Nov 25, 2010 10:09
The inevitable, unavoidable, and unwelcome holiday season. This has been the worst year of my life..in almost every area. I have had to deal with three deaths, one of them my only brother. I have had to deal with the fact that the last guy I really cared about cheated on me, and was in love with someone else while amusing himself with me. I have had to deal with worrying about my parents, who are 500 miles away. I have had to deal with the fact that some of my friends would rather do what is easy, than what is right, when I have needed them the most.

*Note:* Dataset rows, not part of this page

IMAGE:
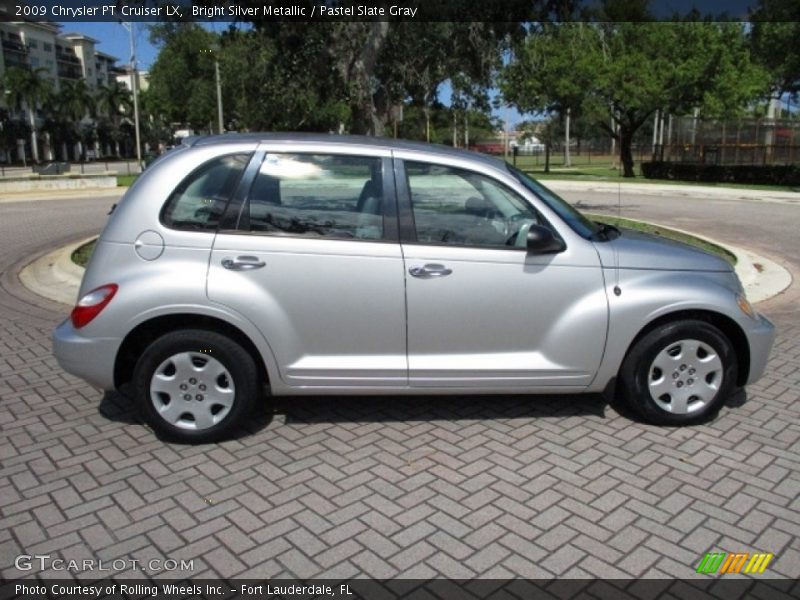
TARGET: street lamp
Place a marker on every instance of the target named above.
(135, 90)
(220, 122)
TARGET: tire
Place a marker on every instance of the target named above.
(195, 386)
(679, 373)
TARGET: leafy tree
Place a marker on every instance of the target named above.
(537, 79)
(26, 90)
(182, 80)
(775, 37)
(629, 70)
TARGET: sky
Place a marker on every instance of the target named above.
(114, 39)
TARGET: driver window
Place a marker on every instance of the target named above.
(458, 207)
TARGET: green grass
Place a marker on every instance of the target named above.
(82, 254)
(665, 233)
(598, 168)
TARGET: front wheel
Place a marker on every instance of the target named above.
(679, 373)
(195, 386)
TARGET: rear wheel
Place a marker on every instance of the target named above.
(195, 386)
(679, 373)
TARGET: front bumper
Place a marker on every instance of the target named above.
(761, 337)
(91, 359)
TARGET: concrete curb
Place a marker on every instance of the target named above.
(55, 195)
(761, 277)
(56, 277)
(663, 189)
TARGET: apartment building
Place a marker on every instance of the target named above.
(65, 56)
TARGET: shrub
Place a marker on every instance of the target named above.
(788, 175)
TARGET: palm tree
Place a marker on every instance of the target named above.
(24, 90)
(114, 100)
(73, 103)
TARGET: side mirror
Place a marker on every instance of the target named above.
(542, 241)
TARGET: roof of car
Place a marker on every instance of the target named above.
(361, 140)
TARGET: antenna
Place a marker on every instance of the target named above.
(617, 290)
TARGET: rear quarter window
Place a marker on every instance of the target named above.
(199, 201)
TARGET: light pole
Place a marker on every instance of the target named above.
(220, 121)
(135, 90)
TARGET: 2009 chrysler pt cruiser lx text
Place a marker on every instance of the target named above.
(342, 265)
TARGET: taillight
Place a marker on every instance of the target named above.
(91, 304)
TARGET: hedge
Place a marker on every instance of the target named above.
(788, 175)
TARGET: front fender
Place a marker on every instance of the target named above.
(648, 295)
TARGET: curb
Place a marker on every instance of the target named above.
(55, 195)
(761, 277)
(56, 277)
(665, 189)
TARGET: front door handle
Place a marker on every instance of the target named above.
(243, 263)
(430, 270)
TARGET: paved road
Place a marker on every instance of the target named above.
(422, 487)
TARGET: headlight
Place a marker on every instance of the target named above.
(745, 306)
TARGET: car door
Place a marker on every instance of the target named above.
(312, 259)
(483, 312)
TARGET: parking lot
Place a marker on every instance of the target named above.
(459, 487)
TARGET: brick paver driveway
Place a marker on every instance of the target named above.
(423, 487)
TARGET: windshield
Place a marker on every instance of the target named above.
(583, 226)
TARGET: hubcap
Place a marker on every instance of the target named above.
(685, 376)
(192, 391)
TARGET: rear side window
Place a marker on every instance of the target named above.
(317, 195)
(199, 201)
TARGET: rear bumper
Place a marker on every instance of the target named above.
(761, 337)
(90, 359)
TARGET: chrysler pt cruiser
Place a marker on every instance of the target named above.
(242, 265)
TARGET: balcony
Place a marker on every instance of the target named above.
(69, 72)
(69, 59)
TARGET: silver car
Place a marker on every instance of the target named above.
(305, 265)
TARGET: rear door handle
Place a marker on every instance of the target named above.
(243, 263)
(430, 270)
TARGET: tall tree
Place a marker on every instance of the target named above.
(775, 36)
(628, 70)
(113, 101)
(25, 90)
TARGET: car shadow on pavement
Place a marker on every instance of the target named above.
(333, 409)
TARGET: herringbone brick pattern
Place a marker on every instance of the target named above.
(490, 487)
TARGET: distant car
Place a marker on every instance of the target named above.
(309, 265)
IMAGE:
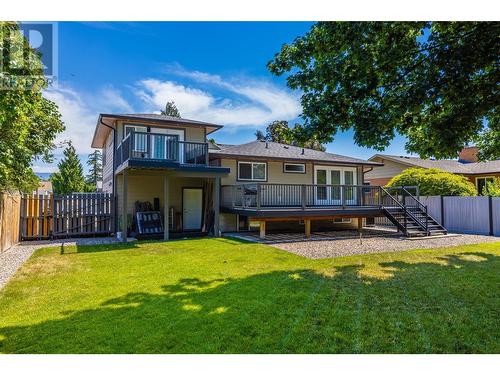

It will be very hard to muster any thanks for my life on this Thanksgiving. I suppose I am thankful that I have some friends at all....and am able to spend today with one of them. At least this means that I am not alone on the holiday. I am grateful that Ash will be here next month, so I will be able to spend Christmas with him. His parents like me a lot, and will do their very best to make me feel welcome, and distract me from my loss.
I am thankful that I still have my parents, and my sister, who has always been my best friend. But just about everyone else I care about within my family is now gone.
I know, I just know in my soul, that this holiday season will be terrible...for me, for Julie, and for my parents. Probably most of all for Sam, my sister in law. I wish I could push some kind of cosmic fast forward button and just skip all of it..the music, the decorations, the gifts, the commercial hoopla, the "feel-good" cheese. I do not have the energy or the desire to deal with any of it. But it is bearing down upon me, and I will have to face the season as best I can.
"I can ease your pain, get you on your feet again." Pink Floyd "Comfortably Numb."